Friday 20th August 2010, 8:00PM BST.

Eyesore tower set to bite the dust

Demolition work has started to remove the last remaining eyesore tower block on a Black Country estate that has blighted the skyline for decades.

The 17-storey Phoenix Rise, in Blakenhall Gardens, is being taken down floor by floor at a cost of £1.2 million.

The Wolverhampton block hit the headlines in 1996 after it became a refuge for machete-wielding Horrett Campbell after he had attacked pupils at nearby St Luke’s School.

It is the last remaining block of six towers in the area built in the 1960s.

The work was due to start before Christmas last year but work was delayed due to the recession. The building is now set to vanish by December 17.

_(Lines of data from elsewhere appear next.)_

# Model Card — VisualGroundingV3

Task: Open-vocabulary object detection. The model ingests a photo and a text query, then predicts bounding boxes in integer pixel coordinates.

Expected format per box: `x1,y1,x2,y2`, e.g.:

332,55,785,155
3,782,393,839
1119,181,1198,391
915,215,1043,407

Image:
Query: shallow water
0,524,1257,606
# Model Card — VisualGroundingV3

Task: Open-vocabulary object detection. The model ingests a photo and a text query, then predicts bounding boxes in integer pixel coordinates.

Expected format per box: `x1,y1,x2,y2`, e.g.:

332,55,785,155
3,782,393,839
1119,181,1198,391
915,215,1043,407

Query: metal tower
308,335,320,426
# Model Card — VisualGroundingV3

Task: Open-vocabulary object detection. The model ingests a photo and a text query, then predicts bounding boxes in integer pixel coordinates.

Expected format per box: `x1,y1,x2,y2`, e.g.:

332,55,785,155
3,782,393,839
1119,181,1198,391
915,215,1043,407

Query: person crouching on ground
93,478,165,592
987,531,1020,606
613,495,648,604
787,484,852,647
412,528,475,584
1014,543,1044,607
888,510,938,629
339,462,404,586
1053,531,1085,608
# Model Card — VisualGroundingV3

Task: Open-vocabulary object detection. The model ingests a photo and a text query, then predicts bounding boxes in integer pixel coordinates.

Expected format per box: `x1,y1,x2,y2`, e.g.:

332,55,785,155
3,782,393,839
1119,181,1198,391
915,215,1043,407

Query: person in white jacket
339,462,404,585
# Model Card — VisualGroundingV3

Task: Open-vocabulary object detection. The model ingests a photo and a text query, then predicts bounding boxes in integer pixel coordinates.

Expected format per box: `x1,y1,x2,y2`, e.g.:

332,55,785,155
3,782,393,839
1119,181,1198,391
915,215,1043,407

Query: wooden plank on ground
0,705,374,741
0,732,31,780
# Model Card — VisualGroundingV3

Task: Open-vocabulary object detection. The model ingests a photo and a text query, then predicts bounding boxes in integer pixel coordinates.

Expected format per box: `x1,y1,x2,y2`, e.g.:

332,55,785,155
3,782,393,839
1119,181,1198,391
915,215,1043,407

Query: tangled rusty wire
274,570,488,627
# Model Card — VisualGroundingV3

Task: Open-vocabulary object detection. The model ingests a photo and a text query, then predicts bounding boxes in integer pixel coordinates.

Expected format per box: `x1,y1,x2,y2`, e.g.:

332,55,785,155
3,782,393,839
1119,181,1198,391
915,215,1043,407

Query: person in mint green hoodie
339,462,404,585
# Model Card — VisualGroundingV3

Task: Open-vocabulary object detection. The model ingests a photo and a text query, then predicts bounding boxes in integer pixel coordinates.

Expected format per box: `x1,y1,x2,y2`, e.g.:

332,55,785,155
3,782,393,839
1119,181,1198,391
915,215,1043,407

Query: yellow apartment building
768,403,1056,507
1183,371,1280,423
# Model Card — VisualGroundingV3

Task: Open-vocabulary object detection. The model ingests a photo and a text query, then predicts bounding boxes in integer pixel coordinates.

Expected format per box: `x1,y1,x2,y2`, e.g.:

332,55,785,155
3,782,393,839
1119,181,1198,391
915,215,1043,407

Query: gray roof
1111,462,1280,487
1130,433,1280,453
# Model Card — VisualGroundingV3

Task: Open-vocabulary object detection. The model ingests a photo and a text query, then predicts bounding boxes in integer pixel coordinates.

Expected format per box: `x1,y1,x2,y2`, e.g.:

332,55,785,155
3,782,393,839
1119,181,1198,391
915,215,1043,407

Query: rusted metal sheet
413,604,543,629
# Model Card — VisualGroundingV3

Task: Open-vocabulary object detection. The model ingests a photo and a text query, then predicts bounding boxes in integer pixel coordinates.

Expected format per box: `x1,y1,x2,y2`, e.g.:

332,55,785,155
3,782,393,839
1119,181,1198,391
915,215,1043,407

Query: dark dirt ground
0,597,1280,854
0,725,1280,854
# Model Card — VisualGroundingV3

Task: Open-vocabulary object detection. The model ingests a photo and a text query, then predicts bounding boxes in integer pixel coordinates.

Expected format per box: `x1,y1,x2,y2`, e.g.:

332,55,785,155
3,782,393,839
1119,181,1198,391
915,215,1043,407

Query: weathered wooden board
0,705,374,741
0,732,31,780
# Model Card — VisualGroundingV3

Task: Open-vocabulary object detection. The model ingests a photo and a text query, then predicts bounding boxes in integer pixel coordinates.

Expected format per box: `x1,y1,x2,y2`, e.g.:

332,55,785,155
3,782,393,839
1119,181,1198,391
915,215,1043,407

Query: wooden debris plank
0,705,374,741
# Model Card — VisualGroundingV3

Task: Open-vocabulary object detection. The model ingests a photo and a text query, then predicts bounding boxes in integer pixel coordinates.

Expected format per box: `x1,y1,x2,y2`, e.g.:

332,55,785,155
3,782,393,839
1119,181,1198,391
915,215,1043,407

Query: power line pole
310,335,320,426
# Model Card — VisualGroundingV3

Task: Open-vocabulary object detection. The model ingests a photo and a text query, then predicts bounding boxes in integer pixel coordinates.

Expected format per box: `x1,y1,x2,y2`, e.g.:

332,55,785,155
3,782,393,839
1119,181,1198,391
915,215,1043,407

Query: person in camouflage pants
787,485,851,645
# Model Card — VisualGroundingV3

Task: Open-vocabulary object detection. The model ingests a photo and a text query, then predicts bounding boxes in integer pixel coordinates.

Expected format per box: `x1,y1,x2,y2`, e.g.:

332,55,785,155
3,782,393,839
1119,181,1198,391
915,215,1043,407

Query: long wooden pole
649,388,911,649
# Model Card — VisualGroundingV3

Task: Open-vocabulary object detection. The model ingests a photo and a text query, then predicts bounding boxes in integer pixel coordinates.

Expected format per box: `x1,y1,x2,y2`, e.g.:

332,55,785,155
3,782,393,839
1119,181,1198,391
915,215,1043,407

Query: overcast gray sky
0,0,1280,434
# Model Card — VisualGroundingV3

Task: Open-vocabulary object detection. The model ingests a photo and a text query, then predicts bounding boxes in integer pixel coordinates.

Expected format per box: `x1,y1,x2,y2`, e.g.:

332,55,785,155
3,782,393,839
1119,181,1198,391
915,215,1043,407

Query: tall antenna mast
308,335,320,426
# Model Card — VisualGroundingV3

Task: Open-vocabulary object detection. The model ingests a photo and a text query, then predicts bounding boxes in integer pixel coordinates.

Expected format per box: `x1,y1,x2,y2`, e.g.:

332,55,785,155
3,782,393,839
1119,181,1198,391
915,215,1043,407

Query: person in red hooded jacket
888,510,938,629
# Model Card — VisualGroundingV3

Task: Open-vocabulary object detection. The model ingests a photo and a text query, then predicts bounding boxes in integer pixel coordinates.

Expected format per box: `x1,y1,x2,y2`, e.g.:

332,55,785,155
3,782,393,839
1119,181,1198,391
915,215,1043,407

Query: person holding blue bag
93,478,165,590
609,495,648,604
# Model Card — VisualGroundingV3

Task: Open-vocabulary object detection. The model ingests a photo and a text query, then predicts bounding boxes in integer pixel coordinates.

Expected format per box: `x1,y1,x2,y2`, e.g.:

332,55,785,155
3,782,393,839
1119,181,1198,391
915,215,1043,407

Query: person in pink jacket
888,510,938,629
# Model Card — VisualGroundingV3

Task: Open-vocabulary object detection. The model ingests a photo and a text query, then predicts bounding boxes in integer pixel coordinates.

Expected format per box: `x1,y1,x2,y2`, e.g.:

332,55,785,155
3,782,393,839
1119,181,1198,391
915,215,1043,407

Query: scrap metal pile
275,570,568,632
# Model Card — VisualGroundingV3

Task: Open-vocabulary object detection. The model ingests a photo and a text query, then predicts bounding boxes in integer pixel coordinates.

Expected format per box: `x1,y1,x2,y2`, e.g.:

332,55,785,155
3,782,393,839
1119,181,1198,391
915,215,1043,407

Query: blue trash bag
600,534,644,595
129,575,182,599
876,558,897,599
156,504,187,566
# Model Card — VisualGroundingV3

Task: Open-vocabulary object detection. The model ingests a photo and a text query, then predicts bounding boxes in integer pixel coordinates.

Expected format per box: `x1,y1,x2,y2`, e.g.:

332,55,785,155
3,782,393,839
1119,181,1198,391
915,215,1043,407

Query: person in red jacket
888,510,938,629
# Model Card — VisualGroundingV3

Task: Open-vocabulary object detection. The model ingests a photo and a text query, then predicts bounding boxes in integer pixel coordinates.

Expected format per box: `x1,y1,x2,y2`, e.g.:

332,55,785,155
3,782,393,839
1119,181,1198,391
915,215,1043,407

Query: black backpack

Each floor is currently propped up with scaffolding and a towering crane has been brought in to remove floors one by one before the side walls are taken away.

Site manager Tony David, 47, said: “We use this method when we have got limited space like here or in city centres.”

Wolverhampton Civic Council and regeneration company All Saints and Blakenhall Community Development (ABCD) has organised the project.

A team of 32 site workers from demolition company Coleman & Company have moved in to strip the walls, carefully remove asbestos using personal monitors, and then clear out the rest.

Bins lay around the site, full of material which is dropped down the now hollow lift shoots.

The demolition of the block is part of a  wider regeneration of the area.

A new £6.5m St Luke’s School has been built nearby while a £5.7m neighbourhood centre is also being created inside the former Glassy Inn Pub.

General manager James Howard, 40, visited St Luke’s to tell the pupils about the work and let them dress in construction gear.